One last one for you, the date that never was….

I contacted a woman who seemed lovely and certainly looked good in her pictures and she was relatively local to me. Sods law was it was just before Mother’s day weekend and I was going down to see Mum/Maureen. It was the Thursday daytime around noon & I swapped messages, I told her I’d message her then call her on my way home from work after she’d supplied me her number.

I left work at 6 and sent her a message that said “Hiya, I’ve just finished work and am in my car, fancy a chat?” Well I drove almost 40 miles and no response. I stopped for petrol and as I got in my car saw a message had landed, it read “No you cannot! I’ve been waiting for you to get in touch instead you’re chatting to other women on Plenty of Fish, forget it!” I was gobsmacked I’d been working not chatting to anyone on POF so I messaged her back even sent a pic of my car dashboard. “I’ve been driving for 45 minutes, I have NOT been on POF, nor am I talking to anyone else!”, she called me most apologetic saying I was showing as being on line – I never log out of the site but I definitely hadn’t been back on POF. Anyway, we chatted I said I’d like to take her to dinner but as it was mother’s day and I was visiting my mum I couldn’t until the Monday night, she was fine with that and I made reservations at a restaurant for us.

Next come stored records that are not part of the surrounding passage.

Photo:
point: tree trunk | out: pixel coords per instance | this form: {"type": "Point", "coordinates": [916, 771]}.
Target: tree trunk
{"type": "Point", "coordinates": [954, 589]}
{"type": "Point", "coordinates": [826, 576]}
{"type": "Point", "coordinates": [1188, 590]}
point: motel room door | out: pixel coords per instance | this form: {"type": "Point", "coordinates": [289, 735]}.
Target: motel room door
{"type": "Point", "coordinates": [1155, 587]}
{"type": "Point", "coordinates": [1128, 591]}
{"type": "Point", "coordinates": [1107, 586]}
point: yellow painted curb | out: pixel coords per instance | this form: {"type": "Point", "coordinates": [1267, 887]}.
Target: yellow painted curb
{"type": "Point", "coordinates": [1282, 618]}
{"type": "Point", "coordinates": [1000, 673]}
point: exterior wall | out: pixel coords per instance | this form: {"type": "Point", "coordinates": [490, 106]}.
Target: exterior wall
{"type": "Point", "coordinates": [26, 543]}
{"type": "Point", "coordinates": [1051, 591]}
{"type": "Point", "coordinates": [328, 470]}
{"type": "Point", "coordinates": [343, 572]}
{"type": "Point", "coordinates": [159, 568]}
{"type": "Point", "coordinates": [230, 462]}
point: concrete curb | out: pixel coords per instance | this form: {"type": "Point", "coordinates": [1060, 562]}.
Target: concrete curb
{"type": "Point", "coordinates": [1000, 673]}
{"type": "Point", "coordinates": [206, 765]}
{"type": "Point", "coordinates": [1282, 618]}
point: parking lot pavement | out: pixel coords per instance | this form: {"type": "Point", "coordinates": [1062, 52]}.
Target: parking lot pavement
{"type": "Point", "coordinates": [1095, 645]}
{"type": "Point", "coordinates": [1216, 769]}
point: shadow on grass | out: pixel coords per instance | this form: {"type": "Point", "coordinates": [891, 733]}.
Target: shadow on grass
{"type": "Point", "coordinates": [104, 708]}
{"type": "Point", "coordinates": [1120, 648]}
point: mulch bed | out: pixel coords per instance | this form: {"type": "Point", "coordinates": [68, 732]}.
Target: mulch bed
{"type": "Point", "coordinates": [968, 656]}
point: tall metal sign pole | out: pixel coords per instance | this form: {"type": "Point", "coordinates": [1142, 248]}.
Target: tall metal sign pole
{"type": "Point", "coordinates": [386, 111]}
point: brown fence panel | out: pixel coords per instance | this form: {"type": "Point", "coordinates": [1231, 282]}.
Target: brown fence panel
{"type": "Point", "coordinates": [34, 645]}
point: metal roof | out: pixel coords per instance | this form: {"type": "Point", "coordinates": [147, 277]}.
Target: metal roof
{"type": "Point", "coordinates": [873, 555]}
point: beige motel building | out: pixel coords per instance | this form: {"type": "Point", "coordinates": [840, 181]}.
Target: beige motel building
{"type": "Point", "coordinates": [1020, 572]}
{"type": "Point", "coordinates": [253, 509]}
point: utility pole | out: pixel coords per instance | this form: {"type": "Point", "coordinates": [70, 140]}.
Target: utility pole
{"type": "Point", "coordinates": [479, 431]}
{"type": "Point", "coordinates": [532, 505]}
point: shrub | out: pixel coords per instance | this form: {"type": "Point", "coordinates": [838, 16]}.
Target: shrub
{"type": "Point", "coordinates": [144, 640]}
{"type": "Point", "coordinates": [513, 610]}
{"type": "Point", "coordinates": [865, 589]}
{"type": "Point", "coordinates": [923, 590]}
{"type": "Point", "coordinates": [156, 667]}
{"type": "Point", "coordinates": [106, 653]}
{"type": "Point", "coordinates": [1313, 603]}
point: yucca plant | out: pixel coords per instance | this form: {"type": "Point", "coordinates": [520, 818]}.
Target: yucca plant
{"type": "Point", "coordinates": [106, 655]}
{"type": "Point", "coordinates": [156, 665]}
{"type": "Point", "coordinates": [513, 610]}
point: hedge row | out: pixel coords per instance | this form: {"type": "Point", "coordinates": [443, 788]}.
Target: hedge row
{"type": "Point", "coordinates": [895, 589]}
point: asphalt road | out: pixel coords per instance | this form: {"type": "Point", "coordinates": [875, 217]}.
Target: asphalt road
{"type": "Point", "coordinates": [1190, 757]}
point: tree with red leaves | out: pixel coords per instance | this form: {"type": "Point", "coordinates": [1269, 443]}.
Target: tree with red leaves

Friday I was busy and sent one message saying “Hope you’re having a great day”, Saturday as I was out for lunch with Mum I messaged her saying again “Hiya, hope you’re having a great day”, this came back “Look if you’ve gone away for the weekend with another woman just tell me and we’ll call it a day”! I sent her a pic of my 84 year old hot date and a message to that effect lol. Message came back saying “I thought you’d gone away with someone else”…. Phew, clearly major trust and insecurity issues here, I was beginning to have my doubts on this. Saturday night late on we chatted on the phone for almost two hours, we were clearly getting on well but I expressed my concerns over the trust issues and even said “Whichever man has hurt you so badly for this insecurity to rear its head has a lot to answer for” I told her I was genuine and once we had met on Monday night I’m sure she would be reassured.

Sunday Morning I was about to set off for home and I checked my emails, there were two from the admin team at POF saying “You’ve got new messages”, puzzled as my profile is hidden, (I always hid my profile once I was seeing someone) so I went on to the website, the messages were just POF saying “New members, check them out”.. I then thought I’d better let my date to be know that I’d been back on POF & why after the last blowout over this. The response that came back was unreal, not much shocks me but this did! “You’re a F*****g liar, you’re back on there talking to other women, I’m F*****g sick to death of your type messing me about and lying” I messaged back “I’ve not messed you about, I’ve been totally honest with you, I’m sorry though and I’ve never done this before but our dinner date is cancelled, you, your insecurities and I are clearly not suited, good bye”… Another tirade of vitriolic abuse followed and I just messaged back saying “Please do not message me again”…  Phew! It’s hard work and it’s stressful…

So there you have it, my dating experiences to date.   I should count myself lucky that women want to meet me at least once. All I want though is someone to share some good times with and to be part of me rebuilding my life and moving on, seems even that is too much for me to ask for.

So, a combination of my experiences plus; so long as I live at Shute Manor I’ll invariably end up dating local women and if that occurs I’ll probably never move and I am now adamant I will so I decided no more dating or dating websites for me until I’ve sold Shute Manor, it makes sense to wait until I’ve relocated and find someone local to me there, I’d hope that will be in the next 3-4 months but until then I don’t need the added stress, grief and hassle that’s seeking me out it seems.